Il report dell’ente camerale fotografa l’evoluzione dal 2016 al 2025: forte crescita nei servizi professionali, scientifici e tecnici
“L’impresa femminile lariana sta compiendo un salto di qualità”, osserva Antonella Mazzoccato, presidente del Comitato Imprenditoria Femminile
COMO – L’imprenditoria femminile del territorio lariano conferma il proprio peso nell’economia locale e mostra segnali di trasformazione strutturale. Oltre 13mila aziende guidate da donne e più di 36mila addetti rappresentano oggi una componente stabile del sistema produttivo tra Como e Lecco, con una presenza che vale il 20,6% dell’intero tessuto economico.
I dati emergono dal report dell’Ufficio Studi e Statistica della Camera di Commercio di Como-Lecco, aggiornato alla fine del 2025 e diffuso in occasione della Giornata internazionale della donna. Il quadro che ne deriva descrive un sistema imprenditoriale che, pur attraversando le dinamiche del mercato, continua a consolidarsi e ad evolvere.
Nel dettaglio, le imprese femminili attive nell’area lariana sono oltre 13.000 e garantiscono lavoro a circa 36.300 persone. Un universo imprenditoriale che negli ultimi dieci anni ha progressivamente modificato la propria struttura. L’analisi del periodo 2016-2025 evidenzia infatti un cambiamento nella forma giuridica delle aziende: cresce la propensione verso modelli più strutturati e capitalizzati, con le società di capitale femminili che registrano un aumento del 37,3%.
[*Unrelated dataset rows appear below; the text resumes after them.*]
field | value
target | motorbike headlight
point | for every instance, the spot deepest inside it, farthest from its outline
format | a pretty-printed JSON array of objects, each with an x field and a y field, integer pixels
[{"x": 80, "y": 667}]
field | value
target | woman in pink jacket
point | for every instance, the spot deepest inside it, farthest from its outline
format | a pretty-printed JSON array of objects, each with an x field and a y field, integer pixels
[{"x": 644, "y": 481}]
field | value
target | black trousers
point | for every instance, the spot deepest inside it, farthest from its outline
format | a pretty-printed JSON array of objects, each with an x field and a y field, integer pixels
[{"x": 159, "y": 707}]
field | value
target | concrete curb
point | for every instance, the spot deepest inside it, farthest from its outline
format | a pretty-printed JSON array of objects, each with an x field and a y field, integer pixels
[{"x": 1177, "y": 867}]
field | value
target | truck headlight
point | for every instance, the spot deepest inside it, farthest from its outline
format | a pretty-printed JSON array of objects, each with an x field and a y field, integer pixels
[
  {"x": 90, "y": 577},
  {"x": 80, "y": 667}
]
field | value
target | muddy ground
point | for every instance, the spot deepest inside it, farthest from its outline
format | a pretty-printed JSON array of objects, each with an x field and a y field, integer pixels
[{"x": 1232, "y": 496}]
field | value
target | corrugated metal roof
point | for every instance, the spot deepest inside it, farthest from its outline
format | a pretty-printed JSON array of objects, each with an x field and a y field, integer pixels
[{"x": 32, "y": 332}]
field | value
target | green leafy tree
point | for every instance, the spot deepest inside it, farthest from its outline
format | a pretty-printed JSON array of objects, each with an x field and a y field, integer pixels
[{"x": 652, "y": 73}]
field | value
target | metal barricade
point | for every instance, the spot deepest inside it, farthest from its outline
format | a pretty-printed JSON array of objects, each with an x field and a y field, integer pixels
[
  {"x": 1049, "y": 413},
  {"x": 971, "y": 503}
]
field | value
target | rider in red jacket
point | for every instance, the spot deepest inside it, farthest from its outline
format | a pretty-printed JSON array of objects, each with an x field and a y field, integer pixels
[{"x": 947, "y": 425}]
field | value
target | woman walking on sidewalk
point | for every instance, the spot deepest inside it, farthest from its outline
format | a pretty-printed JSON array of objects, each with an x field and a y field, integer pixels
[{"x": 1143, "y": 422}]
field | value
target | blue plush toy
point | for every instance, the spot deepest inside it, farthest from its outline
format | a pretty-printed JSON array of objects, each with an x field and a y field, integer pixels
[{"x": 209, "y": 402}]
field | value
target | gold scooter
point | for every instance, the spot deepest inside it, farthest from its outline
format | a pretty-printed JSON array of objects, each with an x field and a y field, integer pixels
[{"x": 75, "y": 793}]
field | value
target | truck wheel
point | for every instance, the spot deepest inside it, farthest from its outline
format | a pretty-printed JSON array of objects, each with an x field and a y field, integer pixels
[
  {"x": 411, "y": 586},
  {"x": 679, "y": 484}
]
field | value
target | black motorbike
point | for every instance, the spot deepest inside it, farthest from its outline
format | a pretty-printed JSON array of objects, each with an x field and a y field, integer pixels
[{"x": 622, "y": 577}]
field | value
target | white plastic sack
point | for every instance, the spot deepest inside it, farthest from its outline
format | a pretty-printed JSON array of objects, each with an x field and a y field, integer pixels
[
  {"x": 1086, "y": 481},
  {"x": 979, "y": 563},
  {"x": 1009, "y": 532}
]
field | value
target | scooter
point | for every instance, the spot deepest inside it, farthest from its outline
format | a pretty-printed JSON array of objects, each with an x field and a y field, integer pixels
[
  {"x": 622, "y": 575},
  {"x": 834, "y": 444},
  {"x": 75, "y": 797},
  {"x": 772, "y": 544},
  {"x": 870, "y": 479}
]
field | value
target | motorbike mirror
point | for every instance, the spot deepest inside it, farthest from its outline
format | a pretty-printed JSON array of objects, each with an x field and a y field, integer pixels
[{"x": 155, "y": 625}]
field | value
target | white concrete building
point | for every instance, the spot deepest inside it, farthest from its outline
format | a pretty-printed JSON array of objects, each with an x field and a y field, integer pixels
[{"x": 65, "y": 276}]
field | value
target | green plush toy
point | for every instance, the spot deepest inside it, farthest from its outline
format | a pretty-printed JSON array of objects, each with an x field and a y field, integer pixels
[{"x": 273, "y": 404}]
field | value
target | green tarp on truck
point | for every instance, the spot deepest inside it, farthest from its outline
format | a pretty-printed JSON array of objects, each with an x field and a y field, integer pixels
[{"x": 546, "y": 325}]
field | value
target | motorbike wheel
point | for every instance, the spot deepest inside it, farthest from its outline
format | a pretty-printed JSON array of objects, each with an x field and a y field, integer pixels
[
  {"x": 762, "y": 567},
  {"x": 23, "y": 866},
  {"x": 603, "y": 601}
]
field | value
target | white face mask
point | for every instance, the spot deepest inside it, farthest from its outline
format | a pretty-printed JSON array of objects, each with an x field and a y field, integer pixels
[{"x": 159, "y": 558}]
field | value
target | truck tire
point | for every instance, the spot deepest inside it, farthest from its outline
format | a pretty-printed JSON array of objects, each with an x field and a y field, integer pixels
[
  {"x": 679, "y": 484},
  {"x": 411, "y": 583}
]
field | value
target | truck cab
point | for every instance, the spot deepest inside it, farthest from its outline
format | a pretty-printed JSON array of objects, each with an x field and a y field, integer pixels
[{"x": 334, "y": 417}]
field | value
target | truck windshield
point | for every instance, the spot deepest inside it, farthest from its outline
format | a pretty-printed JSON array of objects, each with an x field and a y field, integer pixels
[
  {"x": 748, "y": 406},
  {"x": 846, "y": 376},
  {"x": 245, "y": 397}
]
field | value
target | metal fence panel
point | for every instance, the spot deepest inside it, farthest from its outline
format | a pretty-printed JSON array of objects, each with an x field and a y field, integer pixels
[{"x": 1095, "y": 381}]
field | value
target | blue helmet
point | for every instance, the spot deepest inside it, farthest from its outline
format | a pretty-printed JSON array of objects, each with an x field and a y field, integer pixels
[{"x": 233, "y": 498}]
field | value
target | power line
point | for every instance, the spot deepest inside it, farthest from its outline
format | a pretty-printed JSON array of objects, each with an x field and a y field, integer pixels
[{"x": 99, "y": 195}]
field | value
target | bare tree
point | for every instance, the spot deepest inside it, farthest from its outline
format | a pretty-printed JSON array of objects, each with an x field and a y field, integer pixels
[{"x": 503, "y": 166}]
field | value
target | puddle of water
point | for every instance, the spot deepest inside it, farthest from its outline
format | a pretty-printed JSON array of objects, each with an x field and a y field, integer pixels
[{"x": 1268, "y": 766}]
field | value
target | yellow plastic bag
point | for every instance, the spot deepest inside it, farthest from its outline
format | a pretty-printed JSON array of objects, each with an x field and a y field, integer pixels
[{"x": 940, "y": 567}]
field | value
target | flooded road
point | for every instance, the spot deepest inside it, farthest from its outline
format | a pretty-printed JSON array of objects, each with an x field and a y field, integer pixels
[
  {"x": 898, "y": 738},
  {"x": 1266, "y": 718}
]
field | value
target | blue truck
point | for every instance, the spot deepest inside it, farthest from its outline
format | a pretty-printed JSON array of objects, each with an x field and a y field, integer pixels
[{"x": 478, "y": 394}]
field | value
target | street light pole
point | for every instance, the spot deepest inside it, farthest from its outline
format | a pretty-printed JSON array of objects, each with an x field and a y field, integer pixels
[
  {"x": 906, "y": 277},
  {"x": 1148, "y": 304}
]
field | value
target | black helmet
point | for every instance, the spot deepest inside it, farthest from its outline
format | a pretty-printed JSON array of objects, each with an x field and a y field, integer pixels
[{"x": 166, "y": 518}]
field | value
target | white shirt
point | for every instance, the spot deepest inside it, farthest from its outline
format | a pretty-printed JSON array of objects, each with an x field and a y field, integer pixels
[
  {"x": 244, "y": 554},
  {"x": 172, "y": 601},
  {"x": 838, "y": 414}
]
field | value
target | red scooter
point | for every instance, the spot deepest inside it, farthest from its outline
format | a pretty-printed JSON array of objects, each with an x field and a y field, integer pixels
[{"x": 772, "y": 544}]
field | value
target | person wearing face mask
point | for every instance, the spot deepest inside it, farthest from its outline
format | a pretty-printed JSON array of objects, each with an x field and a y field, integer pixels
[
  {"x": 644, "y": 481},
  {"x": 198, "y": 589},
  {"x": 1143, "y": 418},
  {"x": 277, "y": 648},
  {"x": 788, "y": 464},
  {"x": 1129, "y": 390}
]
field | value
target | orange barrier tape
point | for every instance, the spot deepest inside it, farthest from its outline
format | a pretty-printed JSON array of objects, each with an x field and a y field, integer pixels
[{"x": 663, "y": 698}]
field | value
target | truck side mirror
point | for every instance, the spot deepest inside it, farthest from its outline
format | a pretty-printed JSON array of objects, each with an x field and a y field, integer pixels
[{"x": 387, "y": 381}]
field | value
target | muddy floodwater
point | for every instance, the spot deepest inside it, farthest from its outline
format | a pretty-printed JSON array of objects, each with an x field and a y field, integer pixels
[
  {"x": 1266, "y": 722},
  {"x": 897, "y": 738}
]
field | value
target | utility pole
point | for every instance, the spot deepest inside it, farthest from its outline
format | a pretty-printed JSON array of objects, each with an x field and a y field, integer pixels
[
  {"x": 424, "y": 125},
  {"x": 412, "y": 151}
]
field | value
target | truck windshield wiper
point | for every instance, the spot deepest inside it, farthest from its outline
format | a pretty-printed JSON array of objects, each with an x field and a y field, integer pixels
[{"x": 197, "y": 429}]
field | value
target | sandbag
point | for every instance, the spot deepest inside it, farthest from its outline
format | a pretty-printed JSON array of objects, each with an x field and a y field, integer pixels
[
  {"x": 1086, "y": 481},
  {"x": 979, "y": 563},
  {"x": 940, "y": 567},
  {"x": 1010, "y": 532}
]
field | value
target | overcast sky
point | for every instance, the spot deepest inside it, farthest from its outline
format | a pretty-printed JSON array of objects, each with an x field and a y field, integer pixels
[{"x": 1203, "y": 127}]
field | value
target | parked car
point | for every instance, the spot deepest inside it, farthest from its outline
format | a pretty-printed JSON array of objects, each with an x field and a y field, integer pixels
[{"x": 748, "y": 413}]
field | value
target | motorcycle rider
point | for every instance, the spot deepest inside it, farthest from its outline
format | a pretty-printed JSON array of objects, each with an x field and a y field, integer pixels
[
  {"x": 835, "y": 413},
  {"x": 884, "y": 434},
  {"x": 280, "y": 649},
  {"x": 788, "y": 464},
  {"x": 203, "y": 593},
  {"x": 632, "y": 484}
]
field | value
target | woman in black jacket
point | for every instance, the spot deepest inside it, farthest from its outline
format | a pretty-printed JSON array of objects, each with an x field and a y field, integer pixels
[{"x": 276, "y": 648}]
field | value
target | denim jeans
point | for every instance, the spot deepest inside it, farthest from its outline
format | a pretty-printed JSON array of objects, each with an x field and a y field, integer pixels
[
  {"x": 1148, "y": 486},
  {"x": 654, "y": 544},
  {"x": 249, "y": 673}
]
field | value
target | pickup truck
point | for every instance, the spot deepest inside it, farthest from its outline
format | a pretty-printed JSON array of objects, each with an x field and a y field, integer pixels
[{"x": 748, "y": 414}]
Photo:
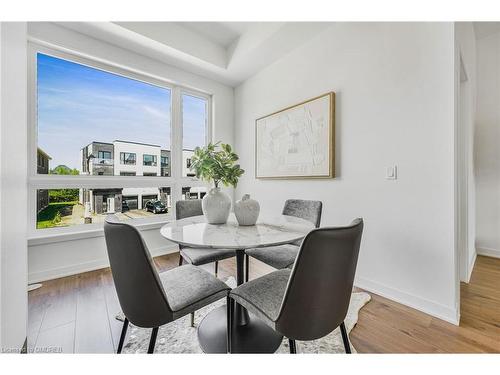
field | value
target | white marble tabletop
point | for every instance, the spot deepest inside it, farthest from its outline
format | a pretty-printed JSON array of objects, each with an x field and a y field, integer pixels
[{"x": 269, "y": 231}]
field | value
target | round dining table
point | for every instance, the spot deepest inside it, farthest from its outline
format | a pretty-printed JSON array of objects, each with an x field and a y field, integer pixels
[{"x": 249, "y": 333}]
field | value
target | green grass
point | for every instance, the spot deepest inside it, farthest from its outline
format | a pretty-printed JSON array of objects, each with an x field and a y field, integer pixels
[{"x": 45, "y": 218}]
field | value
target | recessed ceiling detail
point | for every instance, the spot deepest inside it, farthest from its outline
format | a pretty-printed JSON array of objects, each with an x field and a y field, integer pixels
[{"x": 229, "y": 52}]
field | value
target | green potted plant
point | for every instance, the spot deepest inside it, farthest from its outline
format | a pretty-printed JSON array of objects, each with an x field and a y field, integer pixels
[{"x": 216, "y": 163}]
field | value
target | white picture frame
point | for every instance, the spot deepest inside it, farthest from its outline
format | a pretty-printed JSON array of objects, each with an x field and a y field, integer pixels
[{"x": 298, "y": 141}]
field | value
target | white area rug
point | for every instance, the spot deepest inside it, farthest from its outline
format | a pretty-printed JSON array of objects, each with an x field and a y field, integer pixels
[{"x": 180, "y": 337}]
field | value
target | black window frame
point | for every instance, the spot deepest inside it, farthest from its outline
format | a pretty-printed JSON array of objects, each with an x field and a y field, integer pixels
[{"x": 125, "y": 161}]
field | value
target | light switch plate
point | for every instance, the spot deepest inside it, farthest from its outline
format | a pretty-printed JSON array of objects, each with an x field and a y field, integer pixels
[{"x": 391, "y": 173}]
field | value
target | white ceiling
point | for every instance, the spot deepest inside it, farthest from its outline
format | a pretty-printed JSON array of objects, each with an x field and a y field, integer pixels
[
  {"x": 229, "y": 52},
  {"x": 483, "y": 29},
  {"x": 222, "y": 33}
]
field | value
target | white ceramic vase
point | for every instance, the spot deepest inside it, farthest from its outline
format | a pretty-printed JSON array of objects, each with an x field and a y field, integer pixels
[
  {"x": 216, "y": 206},
  {"x": 247, "y": 210}
]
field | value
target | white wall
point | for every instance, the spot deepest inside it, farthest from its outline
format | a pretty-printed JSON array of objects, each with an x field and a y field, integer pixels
[
  {"x": 13, "y": 186},
  {"x": 394, "y": 87},
  {"x": 465, "y": 106},
  {"x": 48, "y": 259},
  {"x": 488, "y": 145}
]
Accanto a questo processo di evoluzione societaria si osserva anche un cambiamento nei settori di attività. Il commercio resta il comparto con il maggior numero di imprese guidate da donne, ma negli ultimi anni si è registrata una forte crescita nelle attività professionali, scientifiche e tecniche, aumentate del 52,7% rispetto al 2016. Seguono, con dinamiche di sviluppo significative, i settori dell’istruzione e dell’assistenza sociale.
“I numeri ci dicono che l’impresa femminile lariana sta compiendo un salto di qualità – dichiara Antonella Mazzoccato, Presidente del Comitato Imprenditoria Femminile della Camera di Commercio di Como-Lecco – Nonostante nel 2025 si sia registrata una lieve flessione fisiologica nel numero totale di imprese, la quota di mercato delle donne cresce ed è sempre più orientata a settori ad alto valore aggiunto. Siamo di fronte a un’imprenditoria che non è più solo ‘di sussistenza’ o legata alla tradizione, ma che sceglie consapevolmente di strutturarsi come società di capitale per competere meglio su scenari complessi”.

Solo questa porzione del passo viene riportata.